Leaving my clinical practice after 28 years of being a family doctor was more difficult than I anticipated. I was surprised by the emotion that I shared with both my female and male patients.
These feelings were not a result of how broken primary care has become, rather the personal connections that had been formed with my patients. I realized that I was leaving behind the best discipline that medicine had to offer.
Relationships create pleasure
Knowing people, being involved with people, helping people, watching people grow, develop and change, over a period of time, is probably the most exciting part of life and we get to experience each of these in primary care. This is what distinguishes primary care from specialty groups.
The Commonwealth Fund recently published an article on primary care being our first line of defense in light of today’s healthcare crisis. They acknowledged that it is not just about seeing any doctor trained in primary care, but more importantly seeing “a regular doctor you can trust.”

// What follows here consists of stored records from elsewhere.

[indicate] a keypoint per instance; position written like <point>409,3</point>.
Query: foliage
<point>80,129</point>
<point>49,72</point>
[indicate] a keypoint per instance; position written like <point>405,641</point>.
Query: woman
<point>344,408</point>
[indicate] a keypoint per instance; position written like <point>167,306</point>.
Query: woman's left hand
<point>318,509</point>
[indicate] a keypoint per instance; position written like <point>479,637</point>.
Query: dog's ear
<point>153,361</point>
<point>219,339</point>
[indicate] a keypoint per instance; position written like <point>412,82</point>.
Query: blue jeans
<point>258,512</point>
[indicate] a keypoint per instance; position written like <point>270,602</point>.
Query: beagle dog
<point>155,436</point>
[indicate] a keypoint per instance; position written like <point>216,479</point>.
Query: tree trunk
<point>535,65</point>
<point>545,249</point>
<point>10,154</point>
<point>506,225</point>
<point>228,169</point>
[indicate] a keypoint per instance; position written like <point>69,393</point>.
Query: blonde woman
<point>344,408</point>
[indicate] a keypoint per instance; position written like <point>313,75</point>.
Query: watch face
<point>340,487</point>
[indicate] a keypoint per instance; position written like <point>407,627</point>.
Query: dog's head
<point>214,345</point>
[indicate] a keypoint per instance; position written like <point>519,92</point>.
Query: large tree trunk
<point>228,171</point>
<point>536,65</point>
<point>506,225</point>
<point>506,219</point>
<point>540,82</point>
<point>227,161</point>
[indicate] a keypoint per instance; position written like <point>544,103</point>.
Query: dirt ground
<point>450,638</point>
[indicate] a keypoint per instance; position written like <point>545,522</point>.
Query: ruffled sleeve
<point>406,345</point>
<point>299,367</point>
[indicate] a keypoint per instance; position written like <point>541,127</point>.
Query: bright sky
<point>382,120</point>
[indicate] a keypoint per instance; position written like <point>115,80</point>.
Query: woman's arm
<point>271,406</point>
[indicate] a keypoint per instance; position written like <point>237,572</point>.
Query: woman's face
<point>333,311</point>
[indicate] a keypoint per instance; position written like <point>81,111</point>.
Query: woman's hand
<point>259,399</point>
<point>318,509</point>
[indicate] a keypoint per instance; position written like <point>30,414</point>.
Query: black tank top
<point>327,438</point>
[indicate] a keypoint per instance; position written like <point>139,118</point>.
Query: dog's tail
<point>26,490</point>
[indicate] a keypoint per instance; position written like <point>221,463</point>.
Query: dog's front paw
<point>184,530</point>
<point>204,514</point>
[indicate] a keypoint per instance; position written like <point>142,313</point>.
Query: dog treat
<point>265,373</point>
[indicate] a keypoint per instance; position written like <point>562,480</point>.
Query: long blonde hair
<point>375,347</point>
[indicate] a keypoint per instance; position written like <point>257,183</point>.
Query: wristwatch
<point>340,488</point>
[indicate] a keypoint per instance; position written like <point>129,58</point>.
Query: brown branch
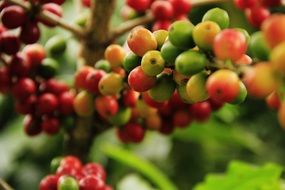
<point>78,32</point>
<point>4,185</point>
<point>129,25</point>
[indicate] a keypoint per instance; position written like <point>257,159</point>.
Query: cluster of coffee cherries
<point>27,76</point>
<point>164,12</point>
<point>71,174</point>
<point>14,17</point>
<point>257,10</point>
<point>266,78</point>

To trust someone is to become vulnerable and dependent on another person’s intentions and motivations. It is only developed within the context of a continuous relationship.

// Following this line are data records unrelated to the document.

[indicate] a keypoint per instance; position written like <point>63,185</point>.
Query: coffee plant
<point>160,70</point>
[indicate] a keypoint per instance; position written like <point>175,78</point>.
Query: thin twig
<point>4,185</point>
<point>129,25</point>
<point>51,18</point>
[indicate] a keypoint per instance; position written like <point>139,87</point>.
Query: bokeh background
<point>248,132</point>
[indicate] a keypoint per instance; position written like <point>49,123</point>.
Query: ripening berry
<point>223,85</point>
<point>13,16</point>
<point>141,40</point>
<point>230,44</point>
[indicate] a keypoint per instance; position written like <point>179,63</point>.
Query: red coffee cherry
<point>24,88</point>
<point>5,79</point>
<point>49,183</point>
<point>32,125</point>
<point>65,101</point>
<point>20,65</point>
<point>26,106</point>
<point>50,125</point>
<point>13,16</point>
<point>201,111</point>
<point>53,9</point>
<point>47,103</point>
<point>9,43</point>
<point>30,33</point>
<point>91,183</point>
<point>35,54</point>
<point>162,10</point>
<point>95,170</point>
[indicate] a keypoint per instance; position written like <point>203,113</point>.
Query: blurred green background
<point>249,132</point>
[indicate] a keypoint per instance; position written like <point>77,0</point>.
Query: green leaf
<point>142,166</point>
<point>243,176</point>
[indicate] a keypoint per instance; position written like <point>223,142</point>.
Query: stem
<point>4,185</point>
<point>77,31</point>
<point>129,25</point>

Trust creates pleasure for patients because their doctor knows them and understands their medical needs. On the other hand, trust creates pleasure for physicians because they know that they are meeting their patient’s needs.
Relationships encourage patient engagement
One of my patients, Dan, smoked 3 packs of cigarettes a day for 30 years. From the time I first met him, I talked with him about his smoking habit. Over the course of several years, I encouraged him to quit and warned him of the damages he was causing his body.
The day I learned about Dan finally quitting smoking, was the day our office was being interviewed by a Business Week reporter. The reporter asked Dan what made him decide to quit smoking. He immediately turned to me and answered, “He did!” “He never gave up on me, he kept talking about it and I decided that he was right.”
That’s the value of relationships; you cannot change habits and behaviors only based on evidence. It is building a relationship that has value to a patient, which then translates into motivation for the patient, and motivated patients create different outcomes for themselves and their culture.
It goes without saying that America’s healthcare is in crisis, especially primary care. However, as I was saying goodbye to my patients, whom I had built deep meaningful relationships with, I realized that there is never a bad time to be a primary care physician.